Gunfire rang out across Bouake, the second-largest city in this West African nation, starting around 1 a.m., according to residents. Similar mutinies erupted later in Daloa, in the central region, and Korhogo in the north.
“They are heavily armed and parading through the city of Daloa,” said Karim Sanogo, a student who lives there. “Security forces have abandoned their posts. Everyone has returned home to seek shelter.”
The armed men also controlled the main arteries of Bouake that are used by truck drivers to carry merchandise from Mali and Burkina Faso. This former French colony’s reputation as a model of political stability in a region better known for conflict was shattered after its first coup in 1999.
The crisis reached rock-bottom in 2002, when fighting erupted in skyscraper-lined Abidjan. That was the start of a civil war that ended months later in a stalemate that left rebels in control of the northern half of the country, with their stronghold in Bouake.
A breakthrough came in 2007 with a peace deal that saw rebel leader Guillaume Soro appointed prime minister in a unity government.

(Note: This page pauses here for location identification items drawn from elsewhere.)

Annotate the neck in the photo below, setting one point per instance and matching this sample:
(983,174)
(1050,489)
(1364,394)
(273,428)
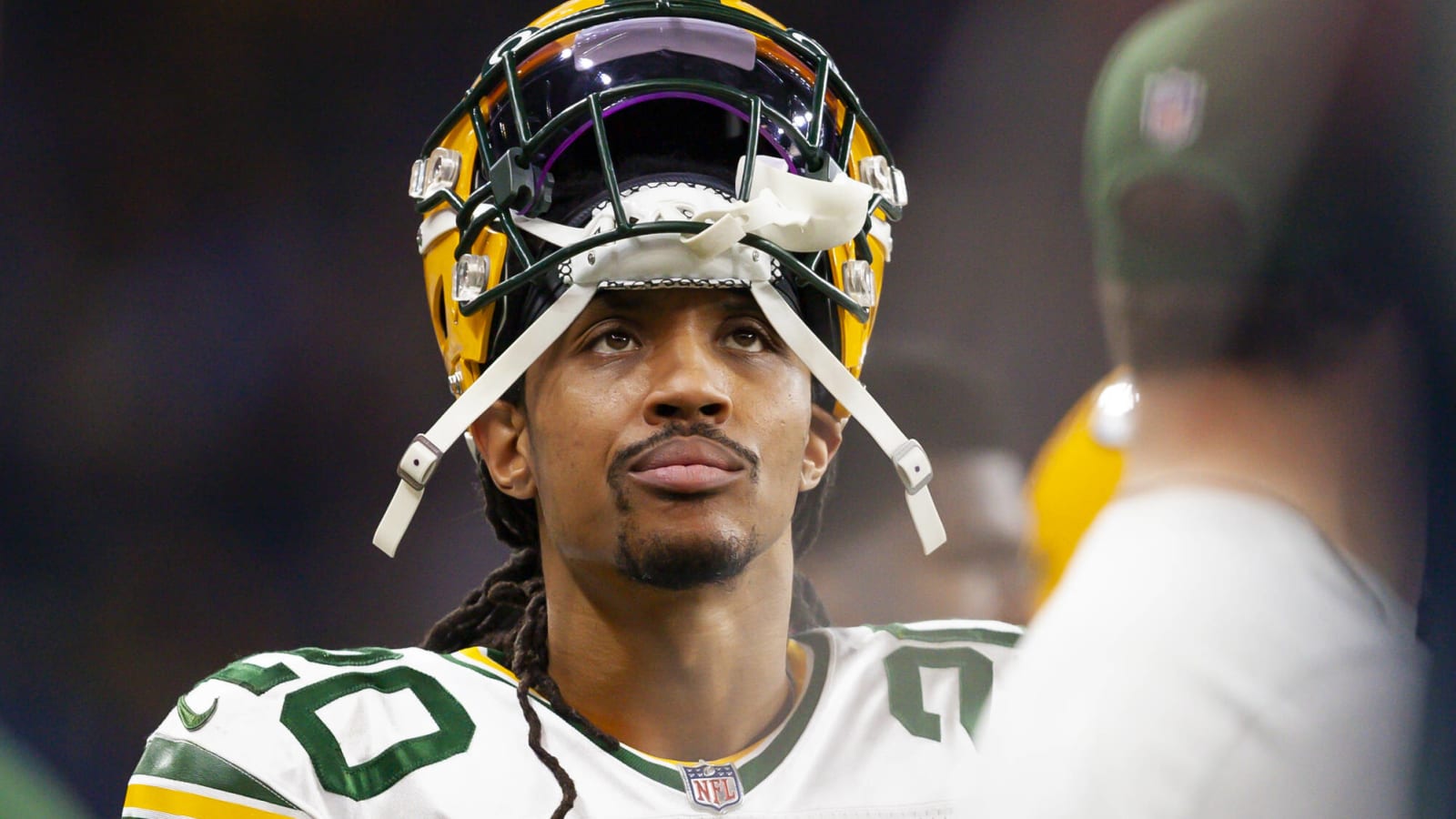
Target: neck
(684,675)
(1343,446)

The soldiers, however, now say not all the promises made in that 2007 agreement were implemented. In more recent unrest, some 3,000 people died in violence after longtime President Laurent Gbagbo lost the 2010 presidential election and then refused to cede power to victor Alassane Ouattara.
After a military intervention, Ouattara became president and Gbagbo now faces charges at the International Criminal Court. France has a military presence in Ivory Coast, with most of its 900 troops stationed in and near Abidjan. It was not immediately known whether the Ivory Coast government had asked for their help Friday in calming the situation, as it has in the past.